For a moment Joel peered at it as if he didn’t understand what he was looking at. Then he made a sound like he’d been punched in the gut, and I knew he had recognized it, and that he knew what he was looking at.

“That’s—that’s—” He stopped. All the color had drained from his face. I finished the sentence for him.

“Santana’s insulin. Yes. It was in Dan’s hand. I found it when we were lowering him into the grave.”

“And what—” He stopped again, as if completely lost for words.

“What does it mean? I don’t know. I don’t think Dan took it, if that’s what you mean. His outrage last night was real. Which means…”

I stopped speaking, let the silence stretch, waiting for Joel to put two and two together and understand what I was saying. If Dan hadn’t taken the vial, then someone must have given it to him, or put it in his hand.

“Is there something you want to tell me, Joel?”

“No,” he said reflexively, but he looked sick. Very sick.

“Joel, you can talk to me,” I said, keeping my voice low. But Joel shook his head. He wouldn’t look at me. He was staring out into the forest as though he was urgently searching for something in the darkness.

“Joel?” I said, and he shook his head.

“Lyla, just— Can you just… leave me alone for a bit, okay? I need to think.”

“Okay,” I said. I turned, opened the veranda door, and slipped inside. Angel was still crooning in French to Santana, who was lying with her head in Angel’s lap, her eyes closed, her face still stained with tears.

The room smelled of sweat, and up in the rafters I heard the scuttle of a gecko, and the whine of a mosquito zipping past my ear. I slid onto my mattress and pulled the thin sheet up over my shoulders. Then I closed my eyes and waited for Joel to decide which side he wanted to be on.

WHEN I OPENED my eyes, it was morning, the sun was streaming in through the thin cheesecloth curtains… and Joel’s mattress was empty. I sat up and my gaze went automatically to the door, checking if he was still standing, leaning on the veranda rail, but he wasn’t there. He wasn’t in the villa clearing. He wasn’t in the bathroom. He wasn’t anywhere.
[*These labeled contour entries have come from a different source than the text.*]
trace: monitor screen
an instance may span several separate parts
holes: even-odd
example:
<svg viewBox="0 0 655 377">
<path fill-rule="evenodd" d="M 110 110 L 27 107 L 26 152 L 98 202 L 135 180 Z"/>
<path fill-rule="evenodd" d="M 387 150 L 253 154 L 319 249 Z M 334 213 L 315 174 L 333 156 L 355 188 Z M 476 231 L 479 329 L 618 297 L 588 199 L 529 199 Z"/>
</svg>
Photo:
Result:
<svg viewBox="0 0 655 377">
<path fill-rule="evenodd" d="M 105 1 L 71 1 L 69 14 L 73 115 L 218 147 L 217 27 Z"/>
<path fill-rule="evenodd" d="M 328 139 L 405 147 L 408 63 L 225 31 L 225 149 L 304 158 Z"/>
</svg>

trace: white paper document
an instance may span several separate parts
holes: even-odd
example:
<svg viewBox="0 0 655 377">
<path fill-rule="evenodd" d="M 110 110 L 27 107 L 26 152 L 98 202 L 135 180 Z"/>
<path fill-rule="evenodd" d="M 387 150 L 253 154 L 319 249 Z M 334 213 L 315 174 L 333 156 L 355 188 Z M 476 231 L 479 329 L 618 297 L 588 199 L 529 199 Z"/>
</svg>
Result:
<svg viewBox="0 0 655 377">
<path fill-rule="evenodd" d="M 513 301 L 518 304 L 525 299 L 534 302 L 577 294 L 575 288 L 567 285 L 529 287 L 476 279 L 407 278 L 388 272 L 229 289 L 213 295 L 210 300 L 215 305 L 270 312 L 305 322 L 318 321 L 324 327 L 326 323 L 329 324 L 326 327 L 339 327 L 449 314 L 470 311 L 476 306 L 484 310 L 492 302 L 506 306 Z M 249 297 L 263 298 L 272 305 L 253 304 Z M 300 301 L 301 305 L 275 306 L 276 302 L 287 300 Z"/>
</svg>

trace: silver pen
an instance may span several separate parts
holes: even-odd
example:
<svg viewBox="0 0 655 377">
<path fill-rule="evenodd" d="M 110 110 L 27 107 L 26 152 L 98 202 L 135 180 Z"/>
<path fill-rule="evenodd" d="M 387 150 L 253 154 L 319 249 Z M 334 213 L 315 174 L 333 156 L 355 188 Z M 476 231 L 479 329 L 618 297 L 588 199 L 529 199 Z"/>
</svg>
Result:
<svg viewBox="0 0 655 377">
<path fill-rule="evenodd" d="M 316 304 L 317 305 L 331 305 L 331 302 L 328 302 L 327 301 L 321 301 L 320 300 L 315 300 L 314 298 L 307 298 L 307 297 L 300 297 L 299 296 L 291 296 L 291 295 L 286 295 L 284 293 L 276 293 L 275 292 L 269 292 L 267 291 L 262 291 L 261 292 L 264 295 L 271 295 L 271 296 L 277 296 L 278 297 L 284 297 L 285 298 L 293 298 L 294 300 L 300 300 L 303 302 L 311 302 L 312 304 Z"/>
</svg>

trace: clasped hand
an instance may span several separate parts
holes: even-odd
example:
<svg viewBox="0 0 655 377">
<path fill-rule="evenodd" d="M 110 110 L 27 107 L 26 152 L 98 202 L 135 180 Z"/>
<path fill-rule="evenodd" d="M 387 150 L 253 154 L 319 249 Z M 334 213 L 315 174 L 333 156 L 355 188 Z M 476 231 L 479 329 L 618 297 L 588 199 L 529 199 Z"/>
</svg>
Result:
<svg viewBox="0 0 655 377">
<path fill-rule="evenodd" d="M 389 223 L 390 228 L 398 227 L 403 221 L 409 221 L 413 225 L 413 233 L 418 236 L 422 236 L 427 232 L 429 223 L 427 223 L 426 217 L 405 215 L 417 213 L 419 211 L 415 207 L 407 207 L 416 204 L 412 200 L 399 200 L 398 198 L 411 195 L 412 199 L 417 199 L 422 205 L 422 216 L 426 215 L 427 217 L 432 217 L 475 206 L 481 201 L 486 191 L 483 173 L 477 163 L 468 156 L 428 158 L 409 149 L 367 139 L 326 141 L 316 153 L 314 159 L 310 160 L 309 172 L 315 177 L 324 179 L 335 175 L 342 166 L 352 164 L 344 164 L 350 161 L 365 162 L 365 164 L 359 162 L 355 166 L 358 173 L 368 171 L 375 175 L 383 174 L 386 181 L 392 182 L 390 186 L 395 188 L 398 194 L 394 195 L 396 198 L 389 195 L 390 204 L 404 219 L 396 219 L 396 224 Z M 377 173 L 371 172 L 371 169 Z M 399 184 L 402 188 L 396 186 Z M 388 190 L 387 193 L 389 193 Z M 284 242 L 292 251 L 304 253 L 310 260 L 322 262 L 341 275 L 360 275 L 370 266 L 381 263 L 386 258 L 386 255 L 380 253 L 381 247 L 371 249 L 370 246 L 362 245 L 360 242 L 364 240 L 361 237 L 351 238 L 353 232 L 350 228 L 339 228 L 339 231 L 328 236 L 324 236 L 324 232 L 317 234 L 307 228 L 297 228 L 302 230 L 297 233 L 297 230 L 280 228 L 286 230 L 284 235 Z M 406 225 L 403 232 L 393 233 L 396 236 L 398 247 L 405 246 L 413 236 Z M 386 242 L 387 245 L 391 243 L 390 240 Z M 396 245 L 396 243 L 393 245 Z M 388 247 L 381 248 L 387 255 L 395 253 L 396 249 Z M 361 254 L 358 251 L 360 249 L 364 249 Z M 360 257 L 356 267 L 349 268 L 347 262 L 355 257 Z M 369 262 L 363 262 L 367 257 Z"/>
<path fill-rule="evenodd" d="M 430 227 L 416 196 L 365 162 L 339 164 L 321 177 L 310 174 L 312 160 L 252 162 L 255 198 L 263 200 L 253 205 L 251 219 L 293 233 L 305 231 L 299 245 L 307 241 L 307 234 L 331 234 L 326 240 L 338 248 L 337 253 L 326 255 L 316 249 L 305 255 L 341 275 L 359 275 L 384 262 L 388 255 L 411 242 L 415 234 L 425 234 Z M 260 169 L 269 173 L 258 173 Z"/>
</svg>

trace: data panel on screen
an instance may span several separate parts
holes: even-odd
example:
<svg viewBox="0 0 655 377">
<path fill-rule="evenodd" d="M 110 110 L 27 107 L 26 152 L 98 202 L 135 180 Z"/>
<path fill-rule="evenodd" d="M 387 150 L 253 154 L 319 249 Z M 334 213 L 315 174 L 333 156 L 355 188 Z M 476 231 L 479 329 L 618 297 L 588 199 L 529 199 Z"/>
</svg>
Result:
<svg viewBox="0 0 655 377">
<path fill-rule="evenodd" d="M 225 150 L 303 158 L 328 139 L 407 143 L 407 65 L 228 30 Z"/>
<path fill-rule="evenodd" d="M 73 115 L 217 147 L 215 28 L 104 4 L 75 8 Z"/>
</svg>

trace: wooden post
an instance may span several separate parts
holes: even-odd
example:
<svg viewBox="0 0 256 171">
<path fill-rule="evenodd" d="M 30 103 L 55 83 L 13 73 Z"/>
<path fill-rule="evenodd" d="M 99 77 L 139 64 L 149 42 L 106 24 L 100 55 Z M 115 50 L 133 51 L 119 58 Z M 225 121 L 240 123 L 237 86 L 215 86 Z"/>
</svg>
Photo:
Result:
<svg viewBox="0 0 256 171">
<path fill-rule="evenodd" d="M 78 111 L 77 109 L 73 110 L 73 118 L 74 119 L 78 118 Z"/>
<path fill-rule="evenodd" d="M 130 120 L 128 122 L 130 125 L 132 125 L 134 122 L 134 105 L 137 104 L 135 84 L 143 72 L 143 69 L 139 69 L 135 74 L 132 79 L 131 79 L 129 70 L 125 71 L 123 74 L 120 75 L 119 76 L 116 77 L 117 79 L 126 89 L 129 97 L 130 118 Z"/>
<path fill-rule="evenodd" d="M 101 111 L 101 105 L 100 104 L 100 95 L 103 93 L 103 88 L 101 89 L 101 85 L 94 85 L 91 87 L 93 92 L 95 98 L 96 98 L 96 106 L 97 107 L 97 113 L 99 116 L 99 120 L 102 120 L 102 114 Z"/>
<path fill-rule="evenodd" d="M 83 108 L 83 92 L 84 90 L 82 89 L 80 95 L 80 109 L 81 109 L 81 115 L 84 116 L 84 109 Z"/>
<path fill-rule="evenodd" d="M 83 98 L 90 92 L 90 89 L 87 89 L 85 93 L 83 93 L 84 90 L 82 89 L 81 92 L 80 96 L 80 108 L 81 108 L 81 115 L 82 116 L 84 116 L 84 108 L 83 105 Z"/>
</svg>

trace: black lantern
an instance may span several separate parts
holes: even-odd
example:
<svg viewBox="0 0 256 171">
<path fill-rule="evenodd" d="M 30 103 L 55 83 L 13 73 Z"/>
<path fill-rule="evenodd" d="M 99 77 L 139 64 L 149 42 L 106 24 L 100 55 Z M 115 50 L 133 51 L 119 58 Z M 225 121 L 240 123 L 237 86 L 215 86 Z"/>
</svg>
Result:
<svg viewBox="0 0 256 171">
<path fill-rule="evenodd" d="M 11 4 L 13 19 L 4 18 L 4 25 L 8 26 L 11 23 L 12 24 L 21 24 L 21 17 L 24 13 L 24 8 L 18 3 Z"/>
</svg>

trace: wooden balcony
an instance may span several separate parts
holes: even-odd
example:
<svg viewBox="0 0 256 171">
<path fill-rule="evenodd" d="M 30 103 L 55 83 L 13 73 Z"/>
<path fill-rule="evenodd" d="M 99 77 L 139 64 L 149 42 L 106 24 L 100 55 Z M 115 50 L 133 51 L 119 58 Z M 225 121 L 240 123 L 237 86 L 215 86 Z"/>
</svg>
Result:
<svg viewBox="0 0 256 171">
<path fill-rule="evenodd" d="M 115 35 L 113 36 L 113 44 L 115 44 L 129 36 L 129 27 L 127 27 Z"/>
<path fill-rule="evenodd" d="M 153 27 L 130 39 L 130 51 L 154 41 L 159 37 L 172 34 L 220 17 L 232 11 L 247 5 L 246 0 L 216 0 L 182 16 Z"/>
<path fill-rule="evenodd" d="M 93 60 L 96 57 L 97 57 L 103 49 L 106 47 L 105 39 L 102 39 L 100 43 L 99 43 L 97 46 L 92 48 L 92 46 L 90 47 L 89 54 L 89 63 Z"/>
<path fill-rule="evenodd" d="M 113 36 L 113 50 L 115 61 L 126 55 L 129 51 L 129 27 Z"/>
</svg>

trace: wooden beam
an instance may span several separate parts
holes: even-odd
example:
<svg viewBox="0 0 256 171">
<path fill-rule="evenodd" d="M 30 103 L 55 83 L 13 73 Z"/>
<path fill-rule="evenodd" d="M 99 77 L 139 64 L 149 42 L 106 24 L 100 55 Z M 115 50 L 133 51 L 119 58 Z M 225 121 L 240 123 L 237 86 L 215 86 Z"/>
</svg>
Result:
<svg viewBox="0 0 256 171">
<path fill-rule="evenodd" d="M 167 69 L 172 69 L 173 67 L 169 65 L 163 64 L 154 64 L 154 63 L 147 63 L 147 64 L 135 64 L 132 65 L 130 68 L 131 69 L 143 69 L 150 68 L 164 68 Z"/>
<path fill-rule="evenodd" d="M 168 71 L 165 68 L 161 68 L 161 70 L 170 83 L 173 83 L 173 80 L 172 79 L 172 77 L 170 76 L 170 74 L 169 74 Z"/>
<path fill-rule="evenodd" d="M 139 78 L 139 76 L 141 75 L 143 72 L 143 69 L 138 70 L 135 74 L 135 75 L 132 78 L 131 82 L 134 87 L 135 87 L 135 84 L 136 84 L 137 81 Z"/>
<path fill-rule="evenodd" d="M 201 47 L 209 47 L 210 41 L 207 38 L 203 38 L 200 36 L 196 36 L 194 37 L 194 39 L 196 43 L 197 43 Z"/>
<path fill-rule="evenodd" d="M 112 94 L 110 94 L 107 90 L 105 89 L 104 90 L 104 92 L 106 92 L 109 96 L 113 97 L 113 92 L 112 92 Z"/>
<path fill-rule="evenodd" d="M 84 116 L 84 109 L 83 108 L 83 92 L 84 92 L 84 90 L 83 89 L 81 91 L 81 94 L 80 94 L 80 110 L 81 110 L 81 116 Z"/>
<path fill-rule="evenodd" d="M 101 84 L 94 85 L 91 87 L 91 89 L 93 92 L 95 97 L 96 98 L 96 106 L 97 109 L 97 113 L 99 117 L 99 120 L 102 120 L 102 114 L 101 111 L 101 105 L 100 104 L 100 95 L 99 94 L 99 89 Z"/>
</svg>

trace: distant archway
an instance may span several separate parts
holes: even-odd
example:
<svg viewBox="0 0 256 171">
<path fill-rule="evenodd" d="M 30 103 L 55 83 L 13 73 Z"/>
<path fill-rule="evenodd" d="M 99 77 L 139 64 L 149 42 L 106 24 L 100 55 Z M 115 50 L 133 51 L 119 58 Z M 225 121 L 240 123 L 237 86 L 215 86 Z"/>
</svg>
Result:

Angel and Santana were still asleep, and I got up, quietly pulled on a T-shirt and flip-flops, and headed out into the forest.

The morning was quiet, and it was early enough that the fierce heat of the day hadn’t yet set in, but I could feel the skin on my nose protesting already when I walked through the sunny clearings. We had started to ration the sun cream along with everything else, trying to cover up when we could, rather than slather on the factor fifty as we had at first.

Now, as I came out into the sunny glare of the cabana, two things hit me. The first was the full force of the morning sun. The second was the fact that Joel wasn’t there.

The uneasy feeling was mounting in my gut as I walked down through the forest to the beach and scanned it. Nothing. No one. Just the marks of our feet from the night before; the long, sickening scrape of sand where we’d tugged and carried Dan’s body up the beach; the smooth stretch below the waterline.

In the distance I could see the water villa. The curtains were closed and there was no one on the veranda. Unless Joel had spent the night with Conor and Zana, which seemed unlikely, he wasn’t there.